В новелле есть образы, полностью выдержанные в реалистических тонах. Они относятся, как правило, к третьестепенным эпизодическим персонажам. Их назначение — создать реально-бытовой фон повествования (урядник, десятник и др.). Более сложными функциями наделен образ денщика Печорина. Этот персонаж неизменно появляется в самые напряженно-романтические моменты и своим сугубо «земным», реальным обликом сдерживает повествование, как только оно грозит сбиться на патетику или откровенную романтику. К тому же своей пассивностью он оттеняет беспокойную натуру Печорина.

Припомним, как Печорин, отправляясь на рискованное ночное рандеву, будит денщика с наказом бежать немедленно на берег моря, как только он услышит там выстрел.

«Он выпучил глаза и машинально отвечал: “Слушаю, ваше благородие”». Так и видишь этого сонного казака, который, толком не проснувшись, не пытаясь вникнуть в суть приказания (все равно ничего не поймешь у этих господ!), чувствуя что-то вроде вины за то, что он вот спал, а начальство бодрствует, поспешно, заученно-готовно выпаливает:
«Слушаю, ваше благородие!» Когда же Печорин возвратился, в сенях «трещала догоравшая свеча в деревянной тарелке», а казак «спал крепким сном, держа ружье обеими руками».

Но у Печорина есть и свой внутренний недремлющий «денщик», который появляется каждый раз, когда есть опасность сбиться на романтический шаблон, — это самоирония, особый вид самоконтроля. Все это обусловливает частую и прихотливую смену романтических и реалистических планов, их тонкое взаимопроникновение.

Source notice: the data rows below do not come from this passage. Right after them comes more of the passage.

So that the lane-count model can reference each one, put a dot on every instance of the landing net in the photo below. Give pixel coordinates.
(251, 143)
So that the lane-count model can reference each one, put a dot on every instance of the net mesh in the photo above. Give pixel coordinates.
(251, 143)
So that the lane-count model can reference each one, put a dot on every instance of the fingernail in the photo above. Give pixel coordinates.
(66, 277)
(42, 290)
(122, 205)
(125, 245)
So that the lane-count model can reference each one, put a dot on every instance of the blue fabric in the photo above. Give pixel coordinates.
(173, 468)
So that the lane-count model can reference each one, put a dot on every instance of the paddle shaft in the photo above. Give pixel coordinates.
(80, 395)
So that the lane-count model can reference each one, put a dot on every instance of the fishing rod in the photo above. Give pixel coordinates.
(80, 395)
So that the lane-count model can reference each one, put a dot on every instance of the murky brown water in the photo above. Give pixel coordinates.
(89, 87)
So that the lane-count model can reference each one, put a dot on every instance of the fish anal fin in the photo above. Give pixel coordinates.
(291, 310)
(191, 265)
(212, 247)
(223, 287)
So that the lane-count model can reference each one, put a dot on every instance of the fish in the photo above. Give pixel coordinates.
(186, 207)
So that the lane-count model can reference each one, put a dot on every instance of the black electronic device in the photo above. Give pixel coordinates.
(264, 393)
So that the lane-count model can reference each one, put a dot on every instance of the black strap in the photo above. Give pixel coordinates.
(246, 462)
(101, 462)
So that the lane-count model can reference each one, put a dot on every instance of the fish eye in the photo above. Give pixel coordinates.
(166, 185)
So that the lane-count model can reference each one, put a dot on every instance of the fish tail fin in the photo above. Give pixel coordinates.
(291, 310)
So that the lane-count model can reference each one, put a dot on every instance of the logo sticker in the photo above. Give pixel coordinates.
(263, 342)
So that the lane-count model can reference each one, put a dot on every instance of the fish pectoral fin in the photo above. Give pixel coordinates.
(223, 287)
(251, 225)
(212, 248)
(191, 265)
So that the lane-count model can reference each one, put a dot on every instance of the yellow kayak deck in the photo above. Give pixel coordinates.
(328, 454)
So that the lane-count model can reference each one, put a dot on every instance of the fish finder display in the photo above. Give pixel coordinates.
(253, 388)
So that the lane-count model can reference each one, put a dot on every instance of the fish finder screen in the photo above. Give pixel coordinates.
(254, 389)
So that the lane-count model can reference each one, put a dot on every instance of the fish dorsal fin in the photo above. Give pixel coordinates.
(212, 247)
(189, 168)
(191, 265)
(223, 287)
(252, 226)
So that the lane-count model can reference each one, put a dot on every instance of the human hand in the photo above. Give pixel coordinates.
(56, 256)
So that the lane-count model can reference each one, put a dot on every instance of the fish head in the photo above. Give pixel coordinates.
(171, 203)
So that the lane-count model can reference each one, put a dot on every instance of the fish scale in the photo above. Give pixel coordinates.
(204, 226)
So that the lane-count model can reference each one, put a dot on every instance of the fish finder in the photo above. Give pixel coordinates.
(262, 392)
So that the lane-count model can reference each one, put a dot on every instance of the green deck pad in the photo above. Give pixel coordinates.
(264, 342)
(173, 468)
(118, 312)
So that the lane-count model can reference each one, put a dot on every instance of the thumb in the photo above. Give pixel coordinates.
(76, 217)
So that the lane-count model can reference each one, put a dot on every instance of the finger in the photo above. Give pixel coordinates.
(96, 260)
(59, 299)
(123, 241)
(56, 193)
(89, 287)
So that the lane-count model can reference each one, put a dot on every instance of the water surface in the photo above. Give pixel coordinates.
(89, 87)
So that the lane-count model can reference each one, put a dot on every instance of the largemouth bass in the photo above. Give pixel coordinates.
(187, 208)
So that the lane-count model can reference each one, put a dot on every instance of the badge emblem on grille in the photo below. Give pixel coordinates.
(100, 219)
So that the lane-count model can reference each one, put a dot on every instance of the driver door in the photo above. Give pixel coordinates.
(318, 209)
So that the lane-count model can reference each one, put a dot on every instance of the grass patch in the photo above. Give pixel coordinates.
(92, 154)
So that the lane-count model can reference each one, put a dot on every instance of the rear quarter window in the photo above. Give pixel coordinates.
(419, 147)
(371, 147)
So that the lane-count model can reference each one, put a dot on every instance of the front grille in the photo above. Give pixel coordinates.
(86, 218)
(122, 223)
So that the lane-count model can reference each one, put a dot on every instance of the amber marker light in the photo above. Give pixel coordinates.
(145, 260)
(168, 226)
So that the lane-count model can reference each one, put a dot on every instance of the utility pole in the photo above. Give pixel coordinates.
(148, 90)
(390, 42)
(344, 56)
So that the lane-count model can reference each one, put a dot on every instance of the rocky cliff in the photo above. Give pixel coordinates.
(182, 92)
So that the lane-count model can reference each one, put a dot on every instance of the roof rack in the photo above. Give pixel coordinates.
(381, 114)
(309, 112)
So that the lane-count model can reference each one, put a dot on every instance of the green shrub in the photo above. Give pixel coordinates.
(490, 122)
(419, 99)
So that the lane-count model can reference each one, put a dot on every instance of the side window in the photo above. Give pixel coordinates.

Любопытно в этом отношении всмотреться в небольшой, но целостный отрывок, в котором Печорин рассказывает о приходе к нему вечером «ундины». Начинается он предельно просто и даже деловито. «Только что смерклось, я велел казаку нагреть чайник по-походному, засветил свечу и сел у стола, покуривая из дорожной трубки». Простая конструкция фразы, будничная, обиходная лексика, спокойная тональность реалистического описания немудреного дорожного быта. «Уж я доканчивал второй стакан чая, как вдруг...»

Это «вдруг» резко переводит повествование в другой план, в иной стиль и ритм: «...вдруг дверь скрипнула, легкий шорох платья и шагов послышался за мной; я вздрогнул и обернулся, — то была она, моя ундина! Она села против меня тихо и безмолвно и устремила на меня глаза свои, и, не знаю почему, но этот взор показался мне чудно нежен; он мне напомнил один из тех взглядов, которые в старые годы так самовластно играли моей жизнью. Она, казалось, ждала вопроса, но я молчал, полный неизъяснимого смущения. Лицо ее было покрыто тусклой бледностью, изобличавшей волнение душевное; рука ее без цели бродила по столу, и я заметил в ней легкий трепет; грудь ее то высоко поднималась, то, казалось, она удерживала дыхание...»

Напряжение, кажется, достигает своего предела. Вот-вот наступит кульминация под стать романтической тональности этой части отрывка, так отличающейся от начала. Здесь и инверсионное строение фраз — постановка эпитетов после определяемых слов, их эмоционально-выразительный характер, и трепетный разговор глаз, и тусклая бледность и т. п.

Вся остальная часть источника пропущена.